We are staying in Ortigia, in the south east corner of Sicily, on the coast of the Mediterranean Sea. It is a tiny island joined to Siracusa by a bridge. It is filled with narrow laneways lined with ancient sandstone coloured houses with ornate balconies; piazzas with baroque churches and has cobalt blue shorelines. It feels like a village with lots of artisans working in open doorways and nonnas peering down at you from their balconies as you walk past.
Ortigia also has a daily market. One thing I love about the lifestyle in small towns in Italy is daily shopping for food. Imagine walking to the market every day to buy what ingredients you need for your meals on that day only, sourcing only what is fresh and in season. This assumes you have plenty of time available each day – but wouldn’t it be perfect?
We have been staying in an apartment here so I have a kitchen to prepare whatever takes my fancy at the market. Apart from fruit and vegetables, there are fantastic delicatessens at the market and being surrounded by sea, plenty of fish. It is so difficult to choose what to buy but when you realise you will be back again tomorrow, it suddenly becomes easier. What you don’t buy today, you can buy tomorrow.
There is so much lovely summer fruit here – the figs looked especially luscious. The prickly pears (fichi d’india) were called “bastardi” – I imagine they are cross bred? They grow wild everywhere here and look beautiful on the roadside as they grow, though I am yet to try them.
Having the Mediterranean at your doorstep means that there is plenty of seafood, with swordfish being a speciality. I don’t generally eat swordfish in Australia, as it is overfished however I would be happy to buy a steak which the pescivendolo would slice off the slab of whole fish. Sardines are also plentiful and there were trays of filleted ones for only 5 Euros a kilo. How perfect they would be with fennel, pinenuts and lemon zest on some spaghetti.
Ricotta is another local speciality – fresh, baked or salted.

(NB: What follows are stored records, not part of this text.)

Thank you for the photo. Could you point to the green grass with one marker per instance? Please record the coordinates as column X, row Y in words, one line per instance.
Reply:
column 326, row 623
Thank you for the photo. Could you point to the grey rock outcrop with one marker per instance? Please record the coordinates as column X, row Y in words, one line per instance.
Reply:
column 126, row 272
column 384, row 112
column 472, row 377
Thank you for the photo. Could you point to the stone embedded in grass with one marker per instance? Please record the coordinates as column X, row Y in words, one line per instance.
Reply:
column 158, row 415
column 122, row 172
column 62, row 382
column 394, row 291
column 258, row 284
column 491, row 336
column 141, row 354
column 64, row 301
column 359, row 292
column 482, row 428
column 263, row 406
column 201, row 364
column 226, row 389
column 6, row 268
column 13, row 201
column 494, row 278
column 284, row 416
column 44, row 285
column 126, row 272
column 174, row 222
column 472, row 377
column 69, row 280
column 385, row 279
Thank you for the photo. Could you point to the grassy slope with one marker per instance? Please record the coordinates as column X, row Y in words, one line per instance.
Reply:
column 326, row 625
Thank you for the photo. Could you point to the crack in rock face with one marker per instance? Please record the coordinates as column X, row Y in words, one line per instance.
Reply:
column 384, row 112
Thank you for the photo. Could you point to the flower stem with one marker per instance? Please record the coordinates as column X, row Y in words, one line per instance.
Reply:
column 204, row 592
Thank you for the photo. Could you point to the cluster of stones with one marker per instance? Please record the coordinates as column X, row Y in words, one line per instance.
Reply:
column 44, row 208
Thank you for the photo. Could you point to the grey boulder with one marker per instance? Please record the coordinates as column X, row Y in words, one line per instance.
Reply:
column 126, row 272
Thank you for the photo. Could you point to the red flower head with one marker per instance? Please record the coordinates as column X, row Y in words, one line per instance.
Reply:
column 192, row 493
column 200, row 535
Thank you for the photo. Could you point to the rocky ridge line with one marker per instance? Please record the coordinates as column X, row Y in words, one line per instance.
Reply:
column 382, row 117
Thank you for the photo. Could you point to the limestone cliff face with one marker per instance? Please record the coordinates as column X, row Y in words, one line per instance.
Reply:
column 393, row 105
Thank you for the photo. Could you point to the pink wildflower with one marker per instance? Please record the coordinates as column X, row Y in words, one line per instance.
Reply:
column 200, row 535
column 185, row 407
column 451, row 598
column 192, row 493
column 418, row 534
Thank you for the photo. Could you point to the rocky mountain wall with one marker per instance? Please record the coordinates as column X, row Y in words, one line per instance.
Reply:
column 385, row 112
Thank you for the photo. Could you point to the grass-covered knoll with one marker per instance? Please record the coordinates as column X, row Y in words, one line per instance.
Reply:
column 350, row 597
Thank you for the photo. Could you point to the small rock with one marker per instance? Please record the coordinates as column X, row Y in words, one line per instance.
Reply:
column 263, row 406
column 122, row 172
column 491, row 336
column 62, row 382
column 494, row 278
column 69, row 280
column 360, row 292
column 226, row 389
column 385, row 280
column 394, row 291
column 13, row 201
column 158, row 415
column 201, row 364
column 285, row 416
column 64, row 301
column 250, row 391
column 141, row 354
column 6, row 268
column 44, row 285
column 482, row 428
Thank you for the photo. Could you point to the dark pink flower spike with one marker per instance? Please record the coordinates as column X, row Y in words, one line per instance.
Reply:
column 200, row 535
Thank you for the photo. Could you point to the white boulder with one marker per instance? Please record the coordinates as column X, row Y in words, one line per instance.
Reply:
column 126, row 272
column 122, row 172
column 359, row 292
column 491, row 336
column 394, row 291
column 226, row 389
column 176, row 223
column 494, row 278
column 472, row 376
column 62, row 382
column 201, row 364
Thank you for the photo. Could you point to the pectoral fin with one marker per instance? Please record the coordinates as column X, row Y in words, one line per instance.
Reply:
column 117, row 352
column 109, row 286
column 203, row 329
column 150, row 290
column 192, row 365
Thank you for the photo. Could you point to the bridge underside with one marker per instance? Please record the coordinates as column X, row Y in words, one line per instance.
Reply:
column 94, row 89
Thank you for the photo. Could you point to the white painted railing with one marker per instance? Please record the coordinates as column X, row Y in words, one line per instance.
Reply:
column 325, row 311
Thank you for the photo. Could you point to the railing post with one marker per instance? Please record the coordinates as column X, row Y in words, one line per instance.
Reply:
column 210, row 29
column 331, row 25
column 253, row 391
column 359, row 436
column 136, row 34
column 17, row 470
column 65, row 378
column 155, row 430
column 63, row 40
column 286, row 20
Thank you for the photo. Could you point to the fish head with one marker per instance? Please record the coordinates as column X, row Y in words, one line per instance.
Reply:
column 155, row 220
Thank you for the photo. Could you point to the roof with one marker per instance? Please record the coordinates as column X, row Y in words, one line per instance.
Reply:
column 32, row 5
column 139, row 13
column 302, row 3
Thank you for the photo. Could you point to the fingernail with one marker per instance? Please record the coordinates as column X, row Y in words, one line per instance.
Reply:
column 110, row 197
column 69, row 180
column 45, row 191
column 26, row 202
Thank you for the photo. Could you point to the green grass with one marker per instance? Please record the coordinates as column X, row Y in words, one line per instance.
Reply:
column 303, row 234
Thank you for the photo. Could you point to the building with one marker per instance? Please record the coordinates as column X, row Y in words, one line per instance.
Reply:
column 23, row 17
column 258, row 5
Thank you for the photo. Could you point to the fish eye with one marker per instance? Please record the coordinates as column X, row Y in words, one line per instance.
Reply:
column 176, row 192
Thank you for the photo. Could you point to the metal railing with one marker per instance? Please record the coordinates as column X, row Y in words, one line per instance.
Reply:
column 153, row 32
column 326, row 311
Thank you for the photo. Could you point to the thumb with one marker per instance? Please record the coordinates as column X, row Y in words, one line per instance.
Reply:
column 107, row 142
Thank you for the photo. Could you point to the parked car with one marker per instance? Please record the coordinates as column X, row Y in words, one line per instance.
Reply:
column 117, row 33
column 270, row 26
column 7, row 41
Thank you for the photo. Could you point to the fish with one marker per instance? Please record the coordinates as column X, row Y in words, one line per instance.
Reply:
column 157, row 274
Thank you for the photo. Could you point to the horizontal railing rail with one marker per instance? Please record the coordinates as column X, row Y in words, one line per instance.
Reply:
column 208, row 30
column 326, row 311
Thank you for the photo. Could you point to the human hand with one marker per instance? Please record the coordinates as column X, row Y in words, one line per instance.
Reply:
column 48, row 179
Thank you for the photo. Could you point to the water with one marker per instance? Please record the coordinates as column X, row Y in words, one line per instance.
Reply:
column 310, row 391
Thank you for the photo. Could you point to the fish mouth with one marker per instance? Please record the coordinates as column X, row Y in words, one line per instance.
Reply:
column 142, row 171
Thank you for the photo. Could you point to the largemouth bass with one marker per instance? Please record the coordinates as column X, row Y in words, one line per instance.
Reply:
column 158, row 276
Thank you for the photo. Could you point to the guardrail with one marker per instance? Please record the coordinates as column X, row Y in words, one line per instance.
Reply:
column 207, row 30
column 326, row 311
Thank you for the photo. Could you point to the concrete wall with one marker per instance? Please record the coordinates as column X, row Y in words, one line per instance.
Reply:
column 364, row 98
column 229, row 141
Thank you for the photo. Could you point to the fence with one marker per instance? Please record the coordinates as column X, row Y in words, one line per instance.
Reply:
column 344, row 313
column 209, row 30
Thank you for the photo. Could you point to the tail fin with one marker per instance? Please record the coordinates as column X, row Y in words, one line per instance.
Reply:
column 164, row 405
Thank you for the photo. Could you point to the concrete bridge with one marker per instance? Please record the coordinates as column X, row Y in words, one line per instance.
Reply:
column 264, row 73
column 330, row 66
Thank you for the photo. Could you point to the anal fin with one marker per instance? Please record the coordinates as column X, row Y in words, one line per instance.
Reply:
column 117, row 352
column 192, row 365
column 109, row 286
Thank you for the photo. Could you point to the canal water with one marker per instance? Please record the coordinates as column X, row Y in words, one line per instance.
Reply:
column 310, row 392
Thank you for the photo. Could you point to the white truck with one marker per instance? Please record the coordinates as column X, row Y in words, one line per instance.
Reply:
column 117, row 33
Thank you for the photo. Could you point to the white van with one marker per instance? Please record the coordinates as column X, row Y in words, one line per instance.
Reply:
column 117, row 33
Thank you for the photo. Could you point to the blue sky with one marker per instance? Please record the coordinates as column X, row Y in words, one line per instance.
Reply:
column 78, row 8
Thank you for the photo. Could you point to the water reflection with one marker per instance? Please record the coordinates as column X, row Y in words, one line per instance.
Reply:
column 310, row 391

It is made with sheep’s milk and the fresh type is soft and creamy and the freshest I have ever found (apart from making it myself). The mounds of baked ricotta looked so colourful.
The tomatoes were, as expected, plentiful, inexpensive (50 cents per kilo) and super ripe. You know they had been picked when ripe so they taste rich, sweet and slightly acidic just as they should. Bunches of wild asparagus were tied up with coloured string and I imagined how wonderful they would taste in an omelette. Fresh herbs were scattered on a bench – they were so fragrant and the basil looked tempting. There was so much to choose from!
You know what they say, the simple things are often the best. I went back to the apartment armed with tomatoes, a bunch of basil, a tub of fresh ricotta and a ciabatta loaf. All I needed was some extra virgin olive oil, balsamic vinegar and Sicilian sea salt, and it was a perfect lunch at home – ricotta on bread and a tomato and basil salad. And that glass of 2012 Tenuta delle Terre Nere Etna Bianco of course!